А это странный человек, какой-то деятель по страсти, убежденный проповедник. Заговорил он глубоким, задушевным голосом… Он чем-то потрясен, расстроен — в голосе его звучит трагическая нота, а из-под густых грозных бровей светятся фосфорическим блеском глаза строгого покаяния.
Мы сели к моему дубовому столу, и, казалось, он продолжал только развивать давно начатую им проповедь о вопиющем равнодушии нашем ко всем ужасам жизни: к ним так привыкли мы — не замечаем, сжились и продолжаем жить и преступно подвигаемся по отвратительной дороге разврата; мы потеряли совесть в нашей несправедливости к окружающим нас меньшим братьям, так бессовестно нами порабощенным, и постоянно угнетаем их.
И чем больше он говорил, тем сильнее волновался и отпивал стаканом воду из графина.
На столе уже горела лампа, мрачное и таинственное предвестие дрожало в воздухе.

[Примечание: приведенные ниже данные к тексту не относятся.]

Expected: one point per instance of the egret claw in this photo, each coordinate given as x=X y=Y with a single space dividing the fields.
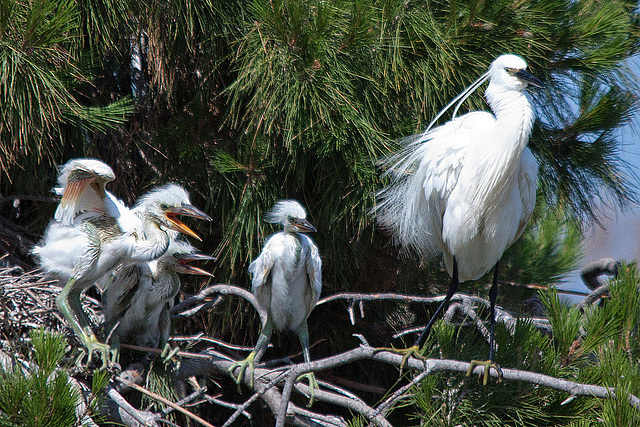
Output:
x=92 y=344
x=243 y=365
x=313 y=386
x=487 y=364
x=413 y=351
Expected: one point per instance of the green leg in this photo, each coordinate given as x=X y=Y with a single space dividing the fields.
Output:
x=303 y=334
x=70 y=306
x=263 y=341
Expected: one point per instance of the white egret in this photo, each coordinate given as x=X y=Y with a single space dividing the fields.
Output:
x=93 y=232
x=287 y=280
x=137 y=304
x=467 y=188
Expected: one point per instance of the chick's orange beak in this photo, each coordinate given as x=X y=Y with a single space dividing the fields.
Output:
x=186 y=210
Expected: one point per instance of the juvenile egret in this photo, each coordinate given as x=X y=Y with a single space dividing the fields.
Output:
x=138 y=310
x=93 y=232
x=287 y=280
x=467 y=188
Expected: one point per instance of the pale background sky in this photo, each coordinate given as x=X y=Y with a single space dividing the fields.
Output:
x=620 y=238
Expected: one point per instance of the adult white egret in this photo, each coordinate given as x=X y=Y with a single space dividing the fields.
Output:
x=93 y=232
x=137 y=304
x=287 y=280
x=467 y=188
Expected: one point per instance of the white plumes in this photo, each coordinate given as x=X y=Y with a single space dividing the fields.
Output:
x=93 y=166
x=167 y=194
x=466 y=188
x=285 y=209
x=82 y=182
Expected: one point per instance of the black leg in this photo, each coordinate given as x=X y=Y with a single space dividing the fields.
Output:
x=493 y=293
x=453 y=287
x=488 y=364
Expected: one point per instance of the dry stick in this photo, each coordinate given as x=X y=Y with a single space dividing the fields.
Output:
x=166 y=402
x=196 y=394
x=253 y=398
x=355 y=405
x=401 y=392
x=222 y=289
x=133 y=412
x=185 y=354
x=224 y=404
x=284 y=403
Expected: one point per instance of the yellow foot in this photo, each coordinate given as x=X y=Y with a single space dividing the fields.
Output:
x=243 y=365
x=488 y=364
x=413 y=351
x=92 y=344
x=168 y=354
x=313 y=386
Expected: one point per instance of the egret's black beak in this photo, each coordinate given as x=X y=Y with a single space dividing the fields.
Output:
x=527 y=77
x=303 y=226
x=190 y=210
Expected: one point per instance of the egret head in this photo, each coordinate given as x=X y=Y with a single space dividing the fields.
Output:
x=291 y=215
x=510 y=72
x=78 y=174
x=164 y=204
x=178 y=257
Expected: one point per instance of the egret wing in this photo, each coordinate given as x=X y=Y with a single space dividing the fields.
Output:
x=260 y=268
x=82 y=186
x=314 y=271
x=527 y=184
x=423 y=175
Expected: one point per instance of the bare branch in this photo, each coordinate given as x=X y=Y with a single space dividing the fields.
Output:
x=165 y=401
x=222 y=289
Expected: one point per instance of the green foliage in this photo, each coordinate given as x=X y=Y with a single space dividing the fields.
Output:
x=548 y=249
x=44 y=396
x=41 y=73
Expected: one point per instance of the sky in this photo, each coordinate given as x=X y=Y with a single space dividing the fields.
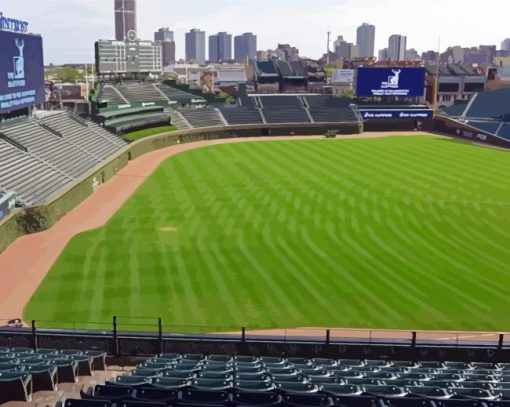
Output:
x=70 y=27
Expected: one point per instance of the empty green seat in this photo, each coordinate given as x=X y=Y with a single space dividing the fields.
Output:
x=447 y=376
x=287 y=378
x=15 y=386
x=363 y=381
x=299 y=361
x=177 y=374
x=205 y=374
x=281 y=370
x=392 y=391
x=220 y=358
x=207 y=384
x=169 y=382
x=341 y=389
x=156 y=365
x=245 y=385
x=380 y=375
x=471 y=392
x=297 y=387
x=8 y=367
x=260 y=377
x=128 y=380
x=146 y=372
x=427 y=391
x=273 y=360
x=67 y=370
x=350 y=362
x=249 y=369
x=324 y=362
x=43 y=377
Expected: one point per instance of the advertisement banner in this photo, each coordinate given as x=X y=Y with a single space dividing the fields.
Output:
x=405 y=82
x=21 y=71
x=7 y=204
x=397 y=114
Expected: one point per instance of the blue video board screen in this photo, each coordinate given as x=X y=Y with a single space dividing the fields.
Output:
x=404 y=82
x=21 y=71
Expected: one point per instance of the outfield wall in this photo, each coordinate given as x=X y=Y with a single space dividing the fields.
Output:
x=38 y=218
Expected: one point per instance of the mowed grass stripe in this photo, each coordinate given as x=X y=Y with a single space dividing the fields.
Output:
x=384 y=233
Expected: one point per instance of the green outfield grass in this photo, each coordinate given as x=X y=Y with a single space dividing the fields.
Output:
x=399 y=232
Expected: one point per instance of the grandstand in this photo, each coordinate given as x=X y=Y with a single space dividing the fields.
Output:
x=283 y=109
x=205 y=117
x=175 y=379
x=485 y=112
x=59 y=147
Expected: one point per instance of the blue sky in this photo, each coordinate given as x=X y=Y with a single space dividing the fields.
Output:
x=70 y=27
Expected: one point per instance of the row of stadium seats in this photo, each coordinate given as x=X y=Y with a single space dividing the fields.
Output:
x=334 y=378
x=106 y=396
x=141 y=92
x=24 y=371
x=58 y=148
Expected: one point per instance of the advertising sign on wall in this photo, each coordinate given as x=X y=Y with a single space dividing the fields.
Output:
x=21 y=71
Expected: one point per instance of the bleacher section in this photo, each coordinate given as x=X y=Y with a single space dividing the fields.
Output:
x=32 y=179
x=139 y=92
x=222 y=380
x=486 y=111
x=326 y=109
x=51 y=148
x=283 y=109
x=494 y=105
x=241 y=115
x=110 y=95
x=85 y=135
x=25 y=372
x=40 y=156
x=206 y=117
x=175 y=94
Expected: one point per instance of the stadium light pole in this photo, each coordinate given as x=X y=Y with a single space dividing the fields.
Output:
x=436 y=82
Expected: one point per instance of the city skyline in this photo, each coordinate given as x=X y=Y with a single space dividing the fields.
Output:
x=86 y=21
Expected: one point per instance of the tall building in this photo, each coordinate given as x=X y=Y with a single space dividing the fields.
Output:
x=365 y=40
x=346 y=50
x=195 y=46
x=397 y=47
x=412 y=55
x=165 y=37
x=220 y=47
x=125 y=20
x=245 y=46
x=384 y=54
x=163 y=34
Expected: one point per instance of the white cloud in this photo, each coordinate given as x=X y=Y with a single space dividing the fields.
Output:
x=70 y=27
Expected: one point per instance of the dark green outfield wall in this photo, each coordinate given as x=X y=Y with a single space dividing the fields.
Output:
x=42 y=217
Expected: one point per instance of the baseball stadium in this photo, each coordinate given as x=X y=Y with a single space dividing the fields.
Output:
x=290 y=248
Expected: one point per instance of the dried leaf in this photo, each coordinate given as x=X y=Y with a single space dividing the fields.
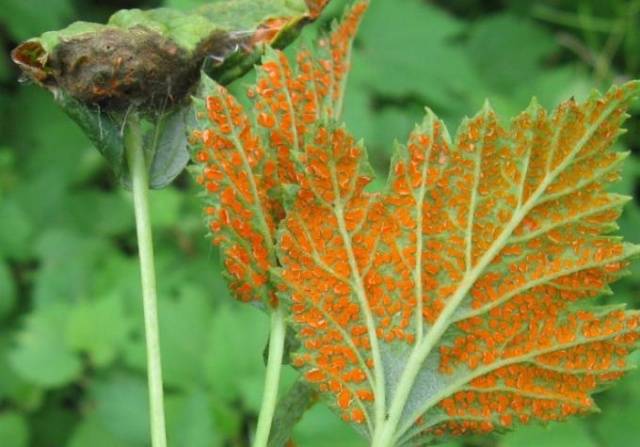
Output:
x=151 y=58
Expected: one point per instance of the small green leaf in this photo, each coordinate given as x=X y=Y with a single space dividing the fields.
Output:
x=289 y=412
x=103 y=129
x=167 y=143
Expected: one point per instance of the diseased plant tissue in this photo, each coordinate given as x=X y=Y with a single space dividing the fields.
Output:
x=460 y=298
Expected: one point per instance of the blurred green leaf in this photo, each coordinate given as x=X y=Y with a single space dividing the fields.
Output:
x=290 y=410
x=25 y=18
x=506 y=51
x=190 y=421
x=70 y=261
x=168 y=145
x=320 y=428
x=99 y=328
x=14 y=431
x=121 y=407
x=41 y=355
x=90 y=433
x=15 y=232
x=233 y=359
x=7 y=290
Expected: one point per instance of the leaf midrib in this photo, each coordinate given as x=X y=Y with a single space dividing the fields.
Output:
x=420 y=352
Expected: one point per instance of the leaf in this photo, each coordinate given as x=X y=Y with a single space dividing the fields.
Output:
x=99 y=328
x=168 y=145
x=14 y=430
x=289 y=411
x=7 y=290
x=90 y=432
x=455 y=302
x=165 y=140
x=162 y=50
x=574 y=433
x=242 y=171
x=121 y=407
x=41 y=356
x=189 y=421
x=234 y=369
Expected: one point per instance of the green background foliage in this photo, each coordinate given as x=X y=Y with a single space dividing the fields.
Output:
x=71 y=342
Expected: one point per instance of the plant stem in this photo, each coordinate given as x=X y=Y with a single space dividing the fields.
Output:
x=272 y=379
x=140 y=185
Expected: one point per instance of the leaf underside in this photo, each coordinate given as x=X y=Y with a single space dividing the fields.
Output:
x=244 y=165
x=458 y=300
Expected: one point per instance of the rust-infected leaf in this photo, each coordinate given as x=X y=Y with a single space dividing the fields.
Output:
x=457 y=301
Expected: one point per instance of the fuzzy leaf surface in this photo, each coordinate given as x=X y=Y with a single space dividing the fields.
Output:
x=457 y=301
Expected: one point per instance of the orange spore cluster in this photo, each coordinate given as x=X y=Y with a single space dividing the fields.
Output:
x=234 y=173
x=337 y=347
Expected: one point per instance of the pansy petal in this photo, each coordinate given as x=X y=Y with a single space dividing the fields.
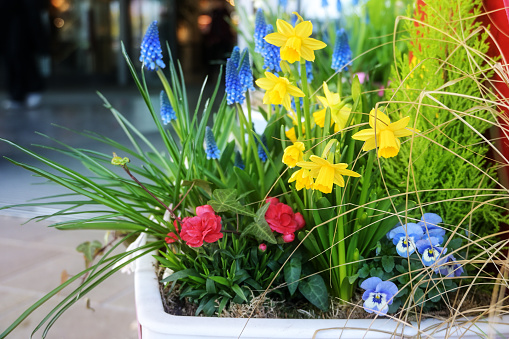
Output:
x=387 y=287
x=371 y=283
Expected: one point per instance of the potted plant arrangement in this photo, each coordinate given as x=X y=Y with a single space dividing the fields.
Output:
x=349 y=204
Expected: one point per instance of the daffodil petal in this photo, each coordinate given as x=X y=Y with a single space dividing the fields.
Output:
x=400 y=124
x=276 y=39
x=369 y=145
x=265 y=83
x=304 y=29
x=294 y=91
x=364 y=135
x=382 y=120
x=307 y=53
x=313 y=43
x=406 y=132
x=284 y=28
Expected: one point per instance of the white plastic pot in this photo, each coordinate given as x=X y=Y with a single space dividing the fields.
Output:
x=156 y=324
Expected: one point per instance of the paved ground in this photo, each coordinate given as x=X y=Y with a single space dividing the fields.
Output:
x=33 y=256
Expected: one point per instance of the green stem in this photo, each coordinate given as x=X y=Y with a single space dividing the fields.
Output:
x=252 y=144
x=307 y=115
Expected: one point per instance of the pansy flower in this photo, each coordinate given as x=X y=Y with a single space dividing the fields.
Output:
x=430 y=250
x=405 y=238
x=378 y=295
x=429 y=226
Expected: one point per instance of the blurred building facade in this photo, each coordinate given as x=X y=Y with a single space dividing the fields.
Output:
x=86 y=35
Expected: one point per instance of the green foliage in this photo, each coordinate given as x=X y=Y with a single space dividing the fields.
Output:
x=439 y=87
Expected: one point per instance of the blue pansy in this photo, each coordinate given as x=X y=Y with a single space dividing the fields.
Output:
x=405 y=238
x=233 y=87
x=210 y=145
x=245 y=73
x=151 y=54
x=342 y=55
x=429 y=226
x=270 y=53
x=261 y=149
x=167 y=112
x=238 y=160
x=449 y=267
x=260 y=27
x=378 y=295
x=430 y=250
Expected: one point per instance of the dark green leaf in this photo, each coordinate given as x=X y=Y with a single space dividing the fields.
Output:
x=259 y=228
x=315 y=291
x=225 y=200
x=388 y=263
x=292 y=270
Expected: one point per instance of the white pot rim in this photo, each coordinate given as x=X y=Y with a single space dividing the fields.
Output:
x=155 y=323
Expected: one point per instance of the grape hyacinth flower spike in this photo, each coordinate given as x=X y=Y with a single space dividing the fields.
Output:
x=167 y=112
x=151 y=53
x=342 y=55
x=233 y=86
x=210 y=145
x=260 y=30
x=245 y=73
x=378 y=295
x=270 y=53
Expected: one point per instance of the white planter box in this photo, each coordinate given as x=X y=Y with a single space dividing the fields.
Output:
x=156 y=324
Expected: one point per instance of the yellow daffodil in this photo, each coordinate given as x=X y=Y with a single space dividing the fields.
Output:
x=326 y=173
x=339 y=116
x=278 y=90
x=302 y=179
x=384 y=134
x=293 y=154
x=295 y=42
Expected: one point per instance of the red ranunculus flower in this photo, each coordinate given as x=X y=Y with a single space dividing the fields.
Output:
x=281 y=218
x=206 y=226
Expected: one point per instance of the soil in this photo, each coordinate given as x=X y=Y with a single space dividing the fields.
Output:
x=261 y=307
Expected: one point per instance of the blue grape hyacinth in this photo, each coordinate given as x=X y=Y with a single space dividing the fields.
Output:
x=270 y=53
x=259 y=33
x=210 y=145
x=342 y=54
x=167 y=112
x=238 y=161
x=245 y=73
x=233 y=86
x=378 y=295
x=151 y=53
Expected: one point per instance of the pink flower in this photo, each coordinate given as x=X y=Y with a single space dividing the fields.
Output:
x=281 y=218
x=289 y=237
x=206 y=226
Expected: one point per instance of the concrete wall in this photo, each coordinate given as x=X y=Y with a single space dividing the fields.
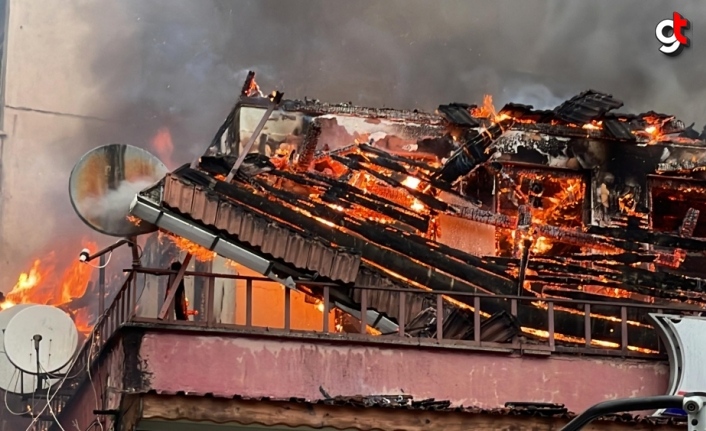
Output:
x=280 y=369
x=52 y=98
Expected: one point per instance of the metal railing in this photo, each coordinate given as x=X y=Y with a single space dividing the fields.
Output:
x=543 y=324
x=128 y=306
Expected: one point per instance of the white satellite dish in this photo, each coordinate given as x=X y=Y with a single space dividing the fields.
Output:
x=57 y=334
x=11 y=378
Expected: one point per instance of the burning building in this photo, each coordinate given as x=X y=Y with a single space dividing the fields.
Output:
x=510 y=230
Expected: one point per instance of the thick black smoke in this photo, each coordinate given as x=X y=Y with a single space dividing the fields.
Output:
x=183 y=64
x=180 y=63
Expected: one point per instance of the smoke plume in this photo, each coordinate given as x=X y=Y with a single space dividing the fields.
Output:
x=179 y=64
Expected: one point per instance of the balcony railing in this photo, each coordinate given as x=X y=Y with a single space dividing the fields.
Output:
x=129 y=306
x=612 y=328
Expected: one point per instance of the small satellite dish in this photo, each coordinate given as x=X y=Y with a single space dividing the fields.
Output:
x=11 y=378
x=57 y=346
x=104 y=182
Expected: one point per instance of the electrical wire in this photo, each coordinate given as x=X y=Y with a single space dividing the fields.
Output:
x=90 y=378
x=7 y=406
x=51 y=398
x=51 y=409
x=104 y=265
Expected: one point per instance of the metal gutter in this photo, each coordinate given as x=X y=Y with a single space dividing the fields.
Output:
x=144 y=209
x=148 y=211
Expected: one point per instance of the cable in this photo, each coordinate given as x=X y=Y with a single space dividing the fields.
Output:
x=104 y=265
x=51 y=398
x=6 y=405
x=90 y=378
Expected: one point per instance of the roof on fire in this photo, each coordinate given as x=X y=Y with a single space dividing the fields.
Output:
x=362 y=215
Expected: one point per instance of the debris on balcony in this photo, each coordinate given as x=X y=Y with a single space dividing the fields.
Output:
x=577 y=202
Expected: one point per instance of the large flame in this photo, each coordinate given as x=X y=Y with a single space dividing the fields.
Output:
x=43 y=284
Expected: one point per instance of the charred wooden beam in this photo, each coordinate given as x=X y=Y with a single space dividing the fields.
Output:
x=571 y=324
x=353 y=195
x=473 y=153
x=628 y=258
x=311 y=140
x=407 y=244
x=611 y=276
x=392 y=157
x=486 y=217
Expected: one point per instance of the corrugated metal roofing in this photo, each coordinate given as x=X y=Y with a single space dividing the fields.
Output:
x=587 y=106
x=406 y=402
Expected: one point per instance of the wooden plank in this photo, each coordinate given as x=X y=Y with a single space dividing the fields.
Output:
x=275 y=413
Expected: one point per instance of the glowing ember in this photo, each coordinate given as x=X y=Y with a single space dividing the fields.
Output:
x=411 y=182
x=42 y=284
x=134 y=220
x=199 y=253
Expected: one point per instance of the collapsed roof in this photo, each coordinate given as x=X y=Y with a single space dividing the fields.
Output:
x=577 y=202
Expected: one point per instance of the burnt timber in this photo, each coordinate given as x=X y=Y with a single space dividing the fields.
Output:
x=345 y=194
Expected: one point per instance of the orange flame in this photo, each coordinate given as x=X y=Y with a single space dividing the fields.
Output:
x=163 y=145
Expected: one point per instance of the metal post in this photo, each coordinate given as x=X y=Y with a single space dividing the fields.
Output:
x=171 y=293
x=248 y=302
x=101 y=285
x=327 y=308
x=624 y=328
x=476 y=319
x=363 y=311
x=550 y=310
x=210 y=299
x=587 y=324
x=439 y=317
x=403 y=311
x=287 y=308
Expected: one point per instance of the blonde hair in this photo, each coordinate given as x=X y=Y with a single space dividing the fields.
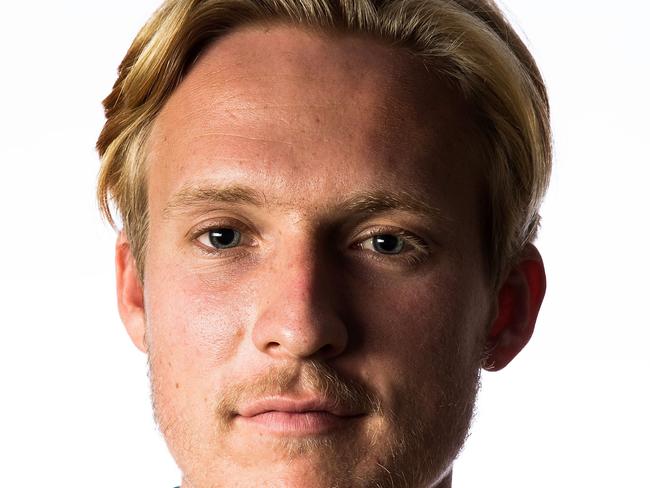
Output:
x=468 y=42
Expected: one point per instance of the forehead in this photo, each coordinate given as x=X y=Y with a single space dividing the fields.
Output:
x=305 y=113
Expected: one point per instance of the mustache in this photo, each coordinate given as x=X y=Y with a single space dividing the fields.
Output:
x=309 y=377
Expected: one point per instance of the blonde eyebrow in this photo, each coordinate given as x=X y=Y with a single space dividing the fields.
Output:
x=378 y=201
x=364 y=202
x=201 y=196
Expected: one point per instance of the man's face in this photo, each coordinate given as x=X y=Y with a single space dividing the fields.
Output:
x=315 y=291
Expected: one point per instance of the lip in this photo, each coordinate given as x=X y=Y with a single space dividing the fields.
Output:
x=290 y=416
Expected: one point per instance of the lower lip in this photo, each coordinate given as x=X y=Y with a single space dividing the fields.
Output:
x=298 y=423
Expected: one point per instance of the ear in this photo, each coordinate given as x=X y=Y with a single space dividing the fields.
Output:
x=130 y=298
x=520 y=298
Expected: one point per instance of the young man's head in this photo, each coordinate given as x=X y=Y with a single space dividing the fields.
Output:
x=328 y=212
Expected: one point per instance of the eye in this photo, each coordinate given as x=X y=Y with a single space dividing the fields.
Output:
x=220 y=238
x=384 y=244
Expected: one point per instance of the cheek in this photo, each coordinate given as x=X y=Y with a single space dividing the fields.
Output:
x=423 y=329
x=193 y=327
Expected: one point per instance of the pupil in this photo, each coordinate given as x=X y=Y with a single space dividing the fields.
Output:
x=222 y=238
x=388 y=244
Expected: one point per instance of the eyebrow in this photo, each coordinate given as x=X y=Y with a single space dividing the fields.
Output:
x=362 y=202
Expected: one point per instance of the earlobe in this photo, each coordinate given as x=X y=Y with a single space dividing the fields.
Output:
x=130 y=297
x=519 y=301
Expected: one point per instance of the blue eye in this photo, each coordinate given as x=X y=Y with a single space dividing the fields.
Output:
x=384 y=244
x=222 y=238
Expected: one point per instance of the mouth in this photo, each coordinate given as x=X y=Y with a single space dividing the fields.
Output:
x=297 y=417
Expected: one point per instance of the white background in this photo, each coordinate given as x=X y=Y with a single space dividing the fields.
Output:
x=571 y=411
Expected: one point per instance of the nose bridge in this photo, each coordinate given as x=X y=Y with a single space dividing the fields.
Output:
x=297 y=316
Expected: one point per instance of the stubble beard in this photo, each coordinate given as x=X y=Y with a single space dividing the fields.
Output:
x=415 y=450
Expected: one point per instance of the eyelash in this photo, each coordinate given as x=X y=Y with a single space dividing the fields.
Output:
x=417 y=249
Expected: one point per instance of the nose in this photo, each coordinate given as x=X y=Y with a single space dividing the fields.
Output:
x=297 y=316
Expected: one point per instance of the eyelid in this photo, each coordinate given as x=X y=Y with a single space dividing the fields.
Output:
x=221 y=223
x=419 y=249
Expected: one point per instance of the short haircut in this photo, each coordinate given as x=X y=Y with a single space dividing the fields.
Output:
x=466 y=42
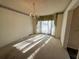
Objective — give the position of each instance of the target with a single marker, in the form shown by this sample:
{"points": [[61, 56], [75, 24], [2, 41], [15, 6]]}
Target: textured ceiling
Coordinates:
{"points": [[42, 7]]}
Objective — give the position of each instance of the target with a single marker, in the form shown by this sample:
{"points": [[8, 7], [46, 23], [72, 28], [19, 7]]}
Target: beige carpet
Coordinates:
{"points": [[51, 50]]}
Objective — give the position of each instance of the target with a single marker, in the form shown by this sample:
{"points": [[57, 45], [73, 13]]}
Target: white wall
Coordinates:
{"points": [[58, 26], [74, 30], [64, 32], [13, 26]]}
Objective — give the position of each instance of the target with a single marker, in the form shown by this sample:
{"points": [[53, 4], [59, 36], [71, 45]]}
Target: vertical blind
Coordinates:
{"points": [[46, 27]]}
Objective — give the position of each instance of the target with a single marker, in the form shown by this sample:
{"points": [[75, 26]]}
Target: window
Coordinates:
{"points": [[46, 27]]}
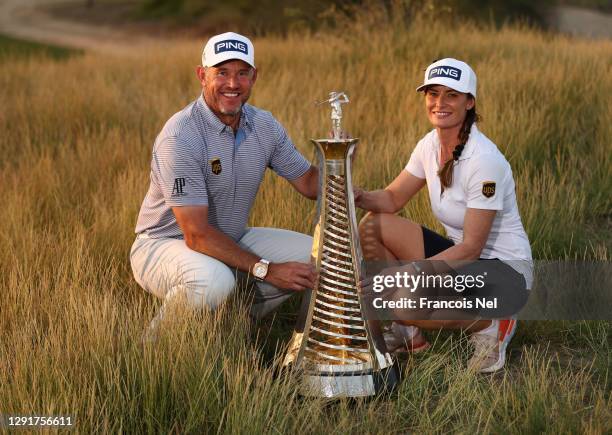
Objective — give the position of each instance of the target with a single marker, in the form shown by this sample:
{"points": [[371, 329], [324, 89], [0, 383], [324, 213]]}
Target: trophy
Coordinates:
{"points": [[338, 352]]}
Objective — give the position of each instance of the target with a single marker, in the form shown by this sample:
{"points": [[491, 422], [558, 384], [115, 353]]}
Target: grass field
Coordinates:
{"points": [[75, 145]]}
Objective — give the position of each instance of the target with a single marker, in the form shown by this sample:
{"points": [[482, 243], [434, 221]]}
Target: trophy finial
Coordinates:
{"points": [[336, 99]]}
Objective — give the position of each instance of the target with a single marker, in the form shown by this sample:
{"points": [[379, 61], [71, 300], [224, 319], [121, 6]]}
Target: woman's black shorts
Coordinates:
{"points": [[503, 285]]}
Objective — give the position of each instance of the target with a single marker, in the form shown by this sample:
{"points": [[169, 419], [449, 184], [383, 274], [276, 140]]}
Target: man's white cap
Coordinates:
{"points": [[228, 46], [452, 73]]}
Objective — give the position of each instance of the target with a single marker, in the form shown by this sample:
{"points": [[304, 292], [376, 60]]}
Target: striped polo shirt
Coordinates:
{"points": [[198, 160]]}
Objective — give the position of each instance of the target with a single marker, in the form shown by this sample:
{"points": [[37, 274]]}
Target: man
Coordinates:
{"points": [[207, 165]]}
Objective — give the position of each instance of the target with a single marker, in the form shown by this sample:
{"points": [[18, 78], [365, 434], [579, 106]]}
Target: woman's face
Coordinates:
{"points": [[446, 108]]}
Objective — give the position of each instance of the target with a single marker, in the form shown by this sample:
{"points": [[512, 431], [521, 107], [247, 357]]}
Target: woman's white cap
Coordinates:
{"points": [[228, 46], [452, 73]]}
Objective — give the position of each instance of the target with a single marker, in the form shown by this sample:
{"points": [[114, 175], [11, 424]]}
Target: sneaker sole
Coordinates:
{"points": [[502, 350]]}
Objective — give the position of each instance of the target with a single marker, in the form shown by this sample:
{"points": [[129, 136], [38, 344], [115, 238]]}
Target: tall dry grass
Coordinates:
{"points": [[76, 140]]}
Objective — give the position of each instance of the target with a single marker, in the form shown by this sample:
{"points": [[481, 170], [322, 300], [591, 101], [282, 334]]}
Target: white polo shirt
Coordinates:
{"points": [[482, 179]]}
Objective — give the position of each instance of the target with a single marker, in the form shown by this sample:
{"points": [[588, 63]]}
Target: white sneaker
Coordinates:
{"points": [[404, 339], [490, 345]]}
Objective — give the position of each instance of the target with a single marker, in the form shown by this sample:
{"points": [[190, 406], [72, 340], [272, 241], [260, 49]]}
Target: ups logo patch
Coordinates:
{"points": [[488, 188], [215, 165]]}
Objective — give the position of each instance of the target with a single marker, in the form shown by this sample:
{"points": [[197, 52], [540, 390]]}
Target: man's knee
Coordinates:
{"points": [[211, 288], [303, 247]]}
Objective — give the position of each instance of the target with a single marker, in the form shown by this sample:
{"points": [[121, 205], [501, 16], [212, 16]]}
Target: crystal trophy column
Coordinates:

Казалось, мы накануне страшного суда… Было и ново и жутко…
Когда он поднялся уходить, я попросил позволения проводить его до их квартиры — четверть часа ходьбы.
Прощаясь, он предложил мне по вечерам, по окончании моей работы, заходить к ним для предобеденной прогулки, когда я буду свободен.
Эти прогулки продолжались почти ежедневно, пока Толстые жили в Москве, до отъезда в Ясную Поляну.
По бесконечным бульварам Москвы мы заходили очень далеко, совсем не замечая расстояний: Лев Николаевич так увлекательно и так много говорил.
Его страстные и в высшей степени радикальные рассуждения взбудораживали меня до того, что я не мог после спать, голова шла кругом от его беспощадных приговоров отжившим формам жизни.
Но самое больное место для меня в его отрицаниях был вопрос об искусстве: он отвергал искусство.